Обаяние «Безумного дня, или Женитьбы Фигаро» действует помимо гениальной музыки Моцарта и потерявшей какую-либо актуальность проблемы «права первой ночи». В первую очередь, опять-таки из-за Фигаро – теперь раздвоившегося, обретшего в Сюзанне вторую (и лучшую) ипостась. Когда Фигаро произносит едва ли не самую знаменитую свою реплику «С умом, и вдруг – продвинуться?», мы, словно отбрасывая на миг явную иронию персонажа и собственный опыт, вдруг чувствуем: этот – продвинется. И не как Чичиков, Глумов, Жорж Дюруа и их многочисленные потомки – иначе. Потому что есть и другое – не менее памятное – заявление бывшего цирюльника, однажды устроившего судьбу своего господина, а теперь выковывающего собственное заслуженное счастье – «А если я лучше своей репутации?»
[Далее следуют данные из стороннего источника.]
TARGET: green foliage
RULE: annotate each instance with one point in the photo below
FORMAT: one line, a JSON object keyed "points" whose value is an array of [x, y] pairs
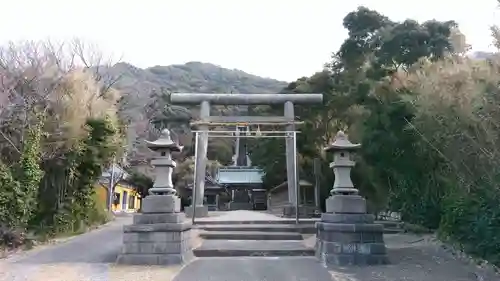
{"points": [[427, 120], [12, 207], [30, 172], [141, 182]]}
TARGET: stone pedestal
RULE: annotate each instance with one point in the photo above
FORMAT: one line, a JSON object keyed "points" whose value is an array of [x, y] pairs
{"points": [[158, 236], [346, 234], [201, 211], [349, 236]]}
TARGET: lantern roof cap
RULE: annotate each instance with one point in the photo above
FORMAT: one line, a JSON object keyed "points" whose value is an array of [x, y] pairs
{"points": [[164, 142], [341, 142]]}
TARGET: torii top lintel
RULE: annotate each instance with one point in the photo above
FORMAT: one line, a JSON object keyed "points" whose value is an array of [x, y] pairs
{"points": [[245, 99]]}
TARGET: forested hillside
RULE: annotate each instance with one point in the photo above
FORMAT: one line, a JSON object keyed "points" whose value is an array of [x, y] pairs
{"points": [[427, 116], [145, 99]]}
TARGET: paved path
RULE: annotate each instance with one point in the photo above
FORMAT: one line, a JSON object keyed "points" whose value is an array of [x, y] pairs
{"points": [[254, 269], [83, 257], [89, 257]]}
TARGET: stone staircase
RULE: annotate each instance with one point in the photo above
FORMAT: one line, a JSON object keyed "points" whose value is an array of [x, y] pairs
{"points": [[257, 239], [266, 236]]}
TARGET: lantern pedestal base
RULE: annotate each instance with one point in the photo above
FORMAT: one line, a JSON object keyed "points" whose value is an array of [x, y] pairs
{"points": [[158, 236], [201, 211], [348, 235], [350, 204]]}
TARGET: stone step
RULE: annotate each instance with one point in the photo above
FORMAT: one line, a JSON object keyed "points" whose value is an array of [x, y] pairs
{"points": [[204, 221], [301, 228], [250, 235], [257, 248], [393, 230]]}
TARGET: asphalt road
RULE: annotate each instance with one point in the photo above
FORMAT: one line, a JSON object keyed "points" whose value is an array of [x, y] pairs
{"points": [[98, 246]]}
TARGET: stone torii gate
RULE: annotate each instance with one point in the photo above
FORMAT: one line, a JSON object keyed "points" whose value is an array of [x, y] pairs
{"points": [[206, 120]]}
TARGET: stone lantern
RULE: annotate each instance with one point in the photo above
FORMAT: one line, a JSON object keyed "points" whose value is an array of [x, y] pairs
{"points": [[346, 234], [342, 164], [163, 164], [159, 235]]}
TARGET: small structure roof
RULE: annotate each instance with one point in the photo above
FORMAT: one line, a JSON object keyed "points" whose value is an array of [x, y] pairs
{"points": [[342, 143], [164, 142], [246, 175]]}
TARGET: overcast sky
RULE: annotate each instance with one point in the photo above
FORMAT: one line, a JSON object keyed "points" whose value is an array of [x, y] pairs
{"points": [[282, 39]]}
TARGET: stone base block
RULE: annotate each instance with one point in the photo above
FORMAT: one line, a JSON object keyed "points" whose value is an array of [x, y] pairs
{"points": [[161, 204], [158, 218], [171, 247], [349, 204], [234, 206], [201, 211], [304, 211], [347, 218], [156, 244], [154, 259], [166, 228], [350, 243], [353, 259]]}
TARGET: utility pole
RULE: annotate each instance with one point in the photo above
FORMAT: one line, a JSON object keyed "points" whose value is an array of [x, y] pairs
{"points": [[111, 185]]}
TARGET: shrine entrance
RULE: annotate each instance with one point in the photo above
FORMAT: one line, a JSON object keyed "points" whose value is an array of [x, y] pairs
{"points": [[241, 127]]}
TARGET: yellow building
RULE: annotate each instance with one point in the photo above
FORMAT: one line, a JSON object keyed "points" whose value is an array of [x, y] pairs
{"points": [[125, 198]]}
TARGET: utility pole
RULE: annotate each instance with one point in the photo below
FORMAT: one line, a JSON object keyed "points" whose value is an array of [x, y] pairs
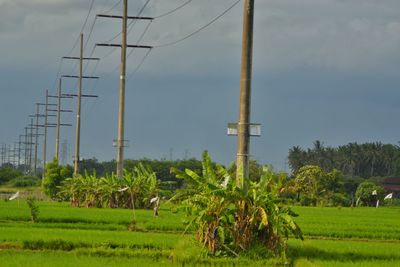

Лучше – потому что плутовство Фигаро неотделимо от человечности. (И в первой пьесе он помогает Альмавиве не только ради денег.) Лучше – потому что, усомнившись в Сюзанне, прозревший Фигаро принимает ее пощечины как должное. Лучше – потому что стремление Фигаро и Сюзанны к счастью не подразумевает горя или обиды для кого-либо. Лучше – потому что «победительность» не должна мыслиться достоянием одних лишь проходимцев, это – вопреки всем установлением – свойство нормального свободного человека. Такому по силам справиться не только с долдоном-опекуном (Бартоло в «Севильском цирюльнике»), всевластным вельможей и изощренным (в своем роде – не слабее Фигаро) интриганом (Бежеарс в «Преступной матери»), но и с самой судьбой. В «Безумном дне» мотив неожиданного обретения родителей тонко пародирует коллизию Эдипа (Фигаро – многолетний враг Бартоло, своего отца, и едва не стал мужем Марселины, своей матери).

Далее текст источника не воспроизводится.